Ustad saya mau bertanya, apa sih hukumnya apabila seorang wanita yang pada puasa lalu hamil dan dia tidak puasa, kemudian dia tidak menggantinya sampai ketemu puasa berikutnya yang mana pada puasa berikutnya dia juga hamil. Terima kasih atas jawabannya.
wass.war.wab.
Gazali
Waalaikumussalam wr.wb.
Apabila seorang yang hamil atau menyusui mengkhawatirkan janin atau anaknya, para ulama sepakat (ijma) memperboleh wanita hamil dan menyusui tersebut untuk tidak berpuasa. Namun mereka berbeda pendapat apakah wajib baginya untuk mengqadha (mengganti) puasanya di hari yang lain atau membayar fidyah, yaitu memberi makan setiap harinya satu orang miskin, atau kedua-duanya, yaitu mengqadha puasanya sekaligus dan memberi makan satu orang miskin setiap hari yang ditinggalkannya.
Maka perdapat yang rajih (benar) dalam masalah ini adalah: Setelah wanita hamil dan menyusui itu selesai dari kondisi tersebut, maka hendaklah ia mengqodha (mengganti) puasanya, namun jika dia tidak mampu, maka hendaklah ia membayar fidyah dan tidak ada kafarah baginya (memberi makan 60 orang fakir miskin).
Dalilnya: Dari Anas bin malik RA berkata, Rosulullah SAW bersabda: "Sesungguhnya Allah meletakkan separuh sholat dan puasa bagi musafir, orang yang menyusui atau orang hamil". (HR. Abu Dawud, Nasai, Ibnu Majah dan shohihkan oleh Al-Bani)
Dalam permasalahan seperti pertanyaan di atas maka jika mengqadha (mengganti) puasa itu berkelanjutan disebabkan karena hamil, lalu menyusui, lalu hamil lagi, kemudian ia menyusui, setiap tahun selalu hamil atau menyusui. Sehingga terkumpullah hari-hari yang banyak yang dia tinggalkan puasanya sehingga dia merasa sangat kesulitan untuk menqadha puasanya, maka dalam kondisi seperti ini boleh baginya untuk menggantinya dengan fidyah saja, yaitu memberi makan orang miskin sebanyak hari yang ia tinggalkan.

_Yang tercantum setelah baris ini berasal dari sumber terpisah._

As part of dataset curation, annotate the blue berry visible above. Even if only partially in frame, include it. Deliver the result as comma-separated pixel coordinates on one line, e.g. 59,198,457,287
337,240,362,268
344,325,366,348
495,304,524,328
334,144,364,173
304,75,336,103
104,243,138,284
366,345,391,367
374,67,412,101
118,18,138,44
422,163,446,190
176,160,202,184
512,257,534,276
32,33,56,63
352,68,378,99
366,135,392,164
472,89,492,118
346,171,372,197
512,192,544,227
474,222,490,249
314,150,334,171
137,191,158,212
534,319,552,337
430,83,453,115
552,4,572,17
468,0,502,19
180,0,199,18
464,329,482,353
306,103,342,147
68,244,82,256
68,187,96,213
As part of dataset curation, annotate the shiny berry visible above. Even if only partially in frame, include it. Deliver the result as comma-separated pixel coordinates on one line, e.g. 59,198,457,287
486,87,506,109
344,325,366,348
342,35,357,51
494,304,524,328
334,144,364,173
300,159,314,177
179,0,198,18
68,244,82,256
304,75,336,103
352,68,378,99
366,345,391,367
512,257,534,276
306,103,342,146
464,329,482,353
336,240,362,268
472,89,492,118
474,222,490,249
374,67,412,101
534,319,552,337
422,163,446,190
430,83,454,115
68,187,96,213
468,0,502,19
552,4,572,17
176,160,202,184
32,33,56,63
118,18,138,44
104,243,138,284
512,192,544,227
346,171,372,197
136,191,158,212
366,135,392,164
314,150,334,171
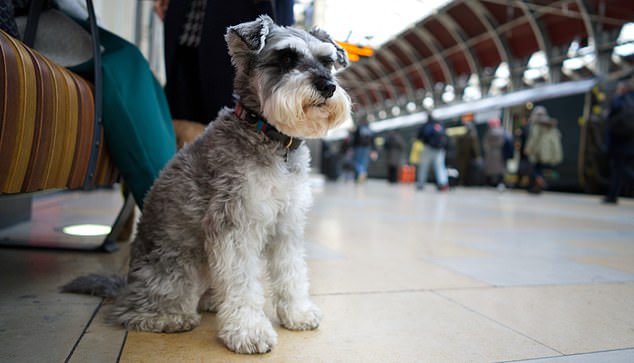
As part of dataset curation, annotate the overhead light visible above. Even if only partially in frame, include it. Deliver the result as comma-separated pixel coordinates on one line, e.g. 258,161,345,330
62,224,112,237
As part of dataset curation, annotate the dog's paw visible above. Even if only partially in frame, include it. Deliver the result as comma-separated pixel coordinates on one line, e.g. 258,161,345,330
115,313,200,333
277,301,321,330
218,313,277,354
198,290,220,313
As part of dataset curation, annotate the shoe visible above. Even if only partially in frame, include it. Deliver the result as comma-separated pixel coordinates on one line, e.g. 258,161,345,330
357,173,368,184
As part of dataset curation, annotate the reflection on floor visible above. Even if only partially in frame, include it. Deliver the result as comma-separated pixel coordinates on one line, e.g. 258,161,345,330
0,180,634,363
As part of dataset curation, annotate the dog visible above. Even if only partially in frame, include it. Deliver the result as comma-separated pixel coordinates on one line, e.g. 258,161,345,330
62,16,351,354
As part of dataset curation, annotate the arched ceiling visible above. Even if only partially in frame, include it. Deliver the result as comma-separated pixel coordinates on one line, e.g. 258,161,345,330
339,0,634,114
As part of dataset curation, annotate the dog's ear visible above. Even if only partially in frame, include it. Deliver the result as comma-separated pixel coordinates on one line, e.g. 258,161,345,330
225,15,275,53
310,29,348,69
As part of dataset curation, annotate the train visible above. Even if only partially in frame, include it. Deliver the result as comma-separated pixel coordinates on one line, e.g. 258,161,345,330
321,78,634,196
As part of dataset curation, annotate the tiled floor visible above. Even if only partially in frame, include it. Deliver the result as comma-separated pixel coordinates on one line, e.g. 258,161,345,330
0,181,634,363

Karena dalam kondisi seperti ini masuk dalam keumuman ayat: “Dan bagi orang yang berat menunaikan puasa, (jika tidak puasa membayar) fidyah (yaitu) memberi makan orang miskin.” (Al-Baqarah: 184)
Dan perlu diperhatikan bahwa tidak benar kalau dikatakan bahwa wanita hamil itu membayar fidyah begitu saja, dan tidak benar pula dikatakan bahwa wanita hamil itu menqadha’ dan membayar fidyah sekaligus, hal ini menyelisihi keumuman dalil dalam kitab dan sunnah. Yang benar adalah asalnya mengqadha’ dulu puasanya kalau dia mampu, jika tidak mampu baru pindah dengan membayar fidyah. Jika dia membayar fidyah kemudian datang suatu waktu yang dia mampu untuk menqadha’ maka dia mengqadhanya, karena hal ini lebih melepaskan dirinya dari beban kewajiban.
Wallahu 'alam bishowaab.
Ust. H. Zulhamdi M. Saad, Lc
Rubrik tanya jawab Ramadhan ini diasuh oleh Ikatan Da'i Indonesia (Ikadi). Kirim pertanyaan Anda ke: [email protected]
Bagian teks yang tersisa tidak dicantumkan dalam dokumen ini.